04 giugno —30 agosto 2020

 

Esplicito ma anche poetico, il lavoro dell’acclamato fotografo e poeta cinese Ren Hang (1987– 2017) è esposto per la prima volta in Italia con una selezione di 90 fotografie, accompagnate da un portfolio che documenta il backstage di uno shooting di Ren Hang nel Wienerwald nel 2015 e un’ampia sezione di libri rari sul suo lavoro. Ren Hang è noto soprattutto per la sua ricerca su corpo, identità, sessualità e rapporto uomo-natura, che ha per protagonista una gioventù cinese nuova, libera e ribelle.

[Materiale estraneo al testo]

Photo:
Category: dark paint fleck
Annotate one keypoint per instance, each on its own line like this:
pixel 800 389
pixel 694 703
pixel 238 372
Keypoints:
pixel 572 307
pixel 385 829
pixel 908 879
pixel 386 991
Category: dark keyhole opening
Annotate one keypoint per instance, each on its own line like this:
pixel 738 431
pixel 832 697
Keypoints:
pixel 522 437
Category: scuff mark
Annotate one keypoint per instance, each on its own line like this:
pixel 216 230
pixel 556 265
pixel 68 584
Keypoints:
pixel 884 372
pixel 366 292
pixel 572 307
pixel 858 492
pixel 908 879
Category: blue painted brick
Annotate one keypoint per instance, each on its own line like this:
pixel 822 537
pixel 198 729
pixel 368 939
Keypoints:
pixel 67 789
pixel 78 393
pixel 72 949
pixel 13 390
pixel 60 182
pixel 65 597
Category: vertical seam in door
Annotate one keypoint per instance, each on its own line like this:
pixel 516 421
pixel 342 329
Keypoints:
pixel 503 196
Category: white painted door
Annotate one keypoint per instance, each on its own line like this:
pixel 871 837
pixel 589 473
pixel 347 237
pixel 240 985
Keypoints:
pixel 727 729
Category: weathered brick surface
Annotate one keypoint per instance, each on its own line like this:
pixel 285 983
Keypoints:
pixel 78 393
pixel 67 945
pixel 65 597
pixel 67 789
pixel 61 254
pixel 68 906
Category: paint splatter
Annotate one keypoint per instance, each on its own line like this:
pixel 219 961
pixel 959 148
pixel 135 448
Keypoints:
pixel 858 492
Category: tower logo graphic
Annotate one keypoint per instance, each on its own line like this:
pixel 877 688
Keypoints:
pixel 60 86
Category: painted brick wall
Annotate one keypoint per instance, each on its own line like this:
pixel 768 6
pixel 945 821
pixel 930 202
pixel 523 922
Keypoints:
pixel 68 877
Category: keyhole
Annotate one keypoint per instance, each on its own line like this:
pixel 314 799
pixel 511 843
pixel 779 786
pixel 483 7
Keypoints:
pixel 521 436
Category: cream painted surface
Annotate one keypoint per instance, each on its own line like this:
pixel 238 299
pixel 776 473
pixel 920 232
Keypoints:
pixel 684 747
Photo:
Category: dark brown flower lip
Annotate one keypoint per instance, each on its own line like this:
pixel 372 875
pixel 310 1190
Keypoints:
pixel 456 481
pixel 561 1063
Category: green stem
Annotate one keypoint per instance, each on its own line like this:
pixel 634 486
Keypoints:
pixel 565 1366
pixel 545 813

Per lo più nudi, i suoi soggetti appaiono su un tetto tra i grattacieli di Pechino, in una foresta di alberi ad alto fusto, in uno stagno con fiori di loto, in una vasca da bagno tra pesci rossi che nuotano oppure in una stanza spoglia, i loro volti impassibili, le loro membra piegate in pose innaturali. Cigni, pavoni, serpenti, ciliegie, mele, fiori e piante sono utilizzati come oggetti di scena assurdi ma dal grande potere evocativo. Sebbene spesso provocatoriamente esplicite nell'esposizione di organi sessuali e nelle pose, che a volte rimandano al sadomasochismo e al feticismo, le immagini di Ren Hang risultano di difficile definizione, scottanti e allo stesso tempo pure, permeate da un senso di mistero e da un’eleganza formale tali da apparire poetiche e, per certi versi, melanconiche. I corpi dei modelli – tutti simili tra loro, esili, glabri, dalla pelle bianchissima e i capelli neri, rossetto rosso e unghie smaltate per le donne – sono trasformati in forme scultoree dove il genere non è importante. Piuttosto che suscitare desiderio, queste immagini sembrano voler rompere i tabù che circondano il corpo nudo, sfidando la morale tradizionale che ancora governa la società cinese. In Cina infatti, il concetto di nudo non è separabile da quello di pornografia e il nudo, come genere, non trova spazio nella storia dell’arte. Le fotografie di Ren Hang sono state per questo spesso censurate. “Siamo nati nudi…io fotografo solo le cose nella loro condizione più naturale” (Ren Hang).